Ja, aber zu welchen Kosten? Nehmen wir nur mal die 300 € mehr für die 20.000 €, da sprechen wir von 6 Mio. € pro Monat. Und das ohne den Arbeitgeberanteil und die Kosten für Einstellung, Verwaltung etc etc. Und das sind Kosten, die haben Sie dann auf Dauer. Dazu würde das ja nicht einmal reichen. Sie wollen ja auch noch zusätzliches Personal einstellen. Und da swäre dann nur der Boden; die anderen wollen aber auch alle mehr. Und dann kommt im Winter wieder ein Einbruch und dann? Alle wieder rausschmeißen?

Beitrag vom 04.08.2022 - 12:46 Uhr
Was man von den geleisteten Schadenforderungen hätte Personal zu vernünftigen Konditionen rekrutieren und das eigene Personal besser bezahlen hätte können, sodass das eigene Personal, als auch die Kunden zufriedener wären…

Wie viel Schadenersatz wurde denn gezahlt?

Die Kosten für operative Unregelmäßigkeiten im Flugbetrieb lagen in Q2 bei 158 Mill.€.

 https://www.lufthansagroup.com/de/newsroom/meldungen/lufthansa-group-im-zweiten-quartal-zurueck-in-den-schwarzen-zahlen-mit-operativem-gewinn-von-393-millionen-euro-und-adjusted-free-cashflow-von-21-milliarden-euro.html

Danke. Das ist allerdings nicht sehr spezifisch und kann alle möglichen Kosten, unabhängig der Gründe, beinhalten.

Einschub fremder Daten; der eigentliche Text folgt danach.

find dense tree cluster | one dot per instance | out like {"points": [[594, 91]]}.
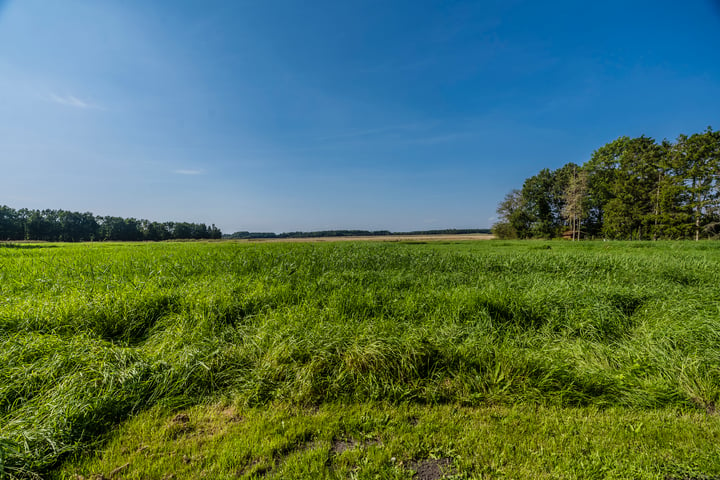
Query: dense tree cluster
{"points": [[631, 188], [348, 233], [64, 226]]}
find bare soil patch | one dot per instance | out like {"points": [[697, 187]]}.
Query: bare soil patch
{"points": [[431, 468]]}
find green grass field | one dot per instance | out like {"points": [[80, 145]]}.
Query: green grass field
{"points": [[360, 360]]}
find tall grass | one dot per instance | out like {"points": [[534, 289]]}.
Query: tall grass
{"points": [[91, 334]]}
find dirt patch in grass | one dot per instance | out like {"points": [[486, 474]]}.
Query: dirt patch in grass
{"points": [[431, 468]]}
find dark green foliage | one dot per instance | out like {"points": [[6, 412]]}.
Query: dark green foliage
{"points": [[636, 189], [64, 226]]}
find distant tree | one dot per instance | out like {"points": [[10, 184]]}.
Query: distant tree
{"points": [[514, 221], [697, 162], [575, 199]]}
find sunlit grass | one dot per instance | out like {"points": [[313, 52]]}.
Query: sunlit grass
{"points": [[93, 334]]}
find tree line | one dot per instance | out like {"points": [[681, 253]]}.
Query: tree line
{"points": [[66, 226], [631, 188], [349, 233]]}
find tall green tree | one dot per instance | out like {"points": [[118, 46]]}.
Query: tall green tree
{"points": [[697, 161]]}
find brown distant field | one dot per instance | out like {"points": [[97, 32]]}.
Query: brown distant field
{"points": [[379, 238]]}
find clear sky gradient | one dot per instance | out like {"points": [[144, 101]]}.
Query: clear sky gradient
{"points": [[273, 115]]}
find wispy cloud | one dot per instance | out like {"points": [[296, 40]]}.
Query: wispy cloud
{"points": [[71, 101]]}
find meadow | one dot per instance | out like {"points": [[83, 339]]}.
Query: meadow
{"points": [[486, 359]]}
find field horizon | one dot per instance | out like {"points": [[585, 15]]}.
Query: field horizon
{"points": [[105, 345]]}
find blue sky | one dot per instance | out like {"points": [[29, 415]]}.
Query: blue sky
{"points": [[280, 115]]}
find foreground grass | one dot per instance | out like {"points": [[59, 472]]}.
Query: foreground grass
{"points": [[91, 335], [401, 441]]}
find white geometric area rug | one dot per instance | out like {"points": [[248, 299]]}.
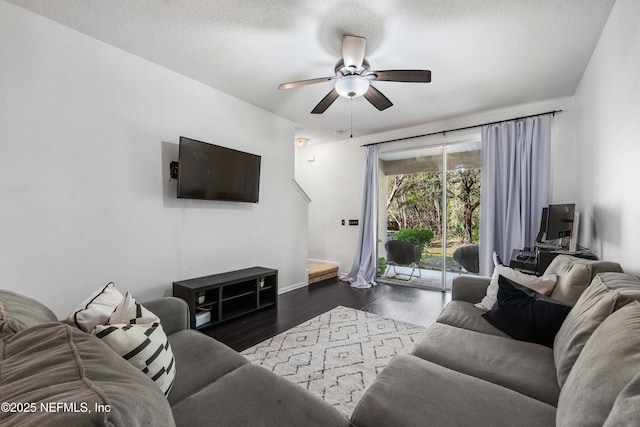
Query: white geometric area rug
{"points": [[336, 355]]}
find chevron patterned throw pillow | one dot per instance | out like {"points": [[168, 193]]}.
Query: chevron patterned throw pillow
{"points": [[135, 333]]}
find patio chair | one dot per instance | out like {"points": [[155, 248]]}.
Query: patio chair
{"points": [[402, 254], [468, 257]]}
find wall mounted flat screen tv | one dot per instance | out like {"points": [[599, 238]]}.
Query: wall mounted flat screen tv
{"points": [[211, 172]]}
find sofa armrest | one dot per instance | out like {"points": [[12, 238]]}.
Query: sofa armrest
{"points": [[469, 288], [173, 313]]}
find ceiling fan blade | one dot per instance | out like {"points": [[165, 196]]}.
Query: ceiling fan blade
{"points": [[305, 82], [377, 99], [353, 49], [410, 76], [325, 103]]}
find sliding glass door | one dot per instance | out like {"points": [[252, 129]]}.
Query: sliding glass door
{"points": [[429, 197]]}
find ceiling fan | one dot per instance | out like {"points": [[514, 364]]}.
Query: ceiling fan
{"points": [[353, 77]]}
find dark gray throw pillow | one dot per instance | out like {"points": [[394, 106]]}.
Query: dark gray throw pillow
{"points": [[523, 317]]}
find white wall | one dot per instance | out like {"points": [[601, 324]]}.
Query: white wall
{"points": [[608, 140], [88, 131], [334, 179]]}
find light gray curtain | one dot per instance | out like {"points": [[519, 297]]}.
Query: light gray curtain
{"points": [[363, 271], [515, 186]]}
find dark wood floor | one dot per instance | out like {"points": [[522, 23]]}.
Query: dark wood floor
{"points": [[412, 305]]}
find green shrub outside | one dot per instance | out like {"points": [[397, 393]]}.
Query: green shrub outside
{"points": [[415, 236]]}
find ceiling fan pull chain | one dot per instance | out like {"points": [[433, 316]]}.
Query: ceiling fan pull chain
{"points": [[351, 117]]}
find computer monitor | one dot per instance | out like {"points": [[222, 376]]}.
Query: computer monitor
{"points": [[560, 221], [543, 225]]}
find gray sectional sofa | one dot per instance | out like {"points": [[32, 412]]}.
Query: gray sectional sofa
{"points": [[464, 371], [81, 381]]}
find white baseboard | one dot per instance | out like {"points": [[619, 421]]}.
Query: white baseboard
{"points": [[289, 288]]}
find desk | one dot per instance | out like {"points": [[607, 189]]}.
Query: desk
{"points": [[538, 264]]}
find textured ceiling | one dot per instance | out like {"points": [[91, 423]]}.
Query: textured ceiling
{"points": [[483, 54]]}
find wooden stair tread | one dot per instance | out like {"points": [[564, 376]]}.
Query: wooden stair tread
{"points": [[319, 271]]}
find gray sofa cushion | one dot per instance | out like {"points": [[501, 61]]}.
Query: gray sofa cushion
{"points": [[54, 362], [254, 396], [521, 366], [608, 362], [200, 360], [414, 392], [626, 408], [173, 313], [574, 275], [18, 313], [607, 293], [463, 314]]}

Aber ja, das ist viel Geld. Ob es allerdings weniger gewesen wäre, wenn man die Mitarbeiter mit einem besseren Gehalt ausgestattet hätte, kann man sich sicherlich drüber streiten. Da sind ja auch zahlreiche nicht LH verschuldete Ausfälle dabei gewesen.

Ich mutmaße zumindest mal auf der LH Seite bei mehr (rechtzeitig eingestellten und geschulten) neuem Personal und dadurch bedingt auf der Bestandapersonalseite zufriedenerem (weniger stressige Dienstpläne und bessere Bezahlung) einen weniger hohen Krankenstand (ich kaufe der LH Corona als vorgeschobenen Grund nur sehr bedingt ab, sicher auch hier ein gewisser Prozentsatz, aber sicherlich nicht der Löwenanteil), der den airlineseitigen Betrieb deutlich verbessert hätte.

In FRA und MUC gab es ja auch in den Peakzeiten nie solche Umstände wie z.B. in Köln.

Auch liest man von massenhaft Crews, die noch in der Nachschulung gebunden sind, bevor sie wieder auf Strecke dürfen. Auch das war schon absehbar, als man die Tickets in Massen verkauft hat.

Die Technik scheint massiv unterbesetzt, was man so selbst als Gast schon öfter mitbekommen hat (zumindest ich), wenn man auf dem Vorfeld stundenlang auf Techniker und Ersatzteile wartet, die teils nicht verfügbar sind.

Und mit einem Abschluss bei ver.di hätten auch die Push-Backs (LEOS), Techniker, ITler, Check-In Agenten und sonstige vergessene Sparten nicht den ersten Streik des Bodenpersonals seit vielen Jahren um die Jahrtausendwende (damals war es noch die ÖTV) veranstaltet. Da wird für das dritte Quartal noch mal ordentlich was drauf kommen an Einnahmeverlusten und Kompensationen.

Edit:

Lufthansa-CFO: Verdi-Streik vergangene Woche kostet uns etwa €35 Mio / Quelle: Guidants News  https://news.guidants.com

Dieser Beitrag wurde am 04.08.2022 12:50 Uhr bearbeitet.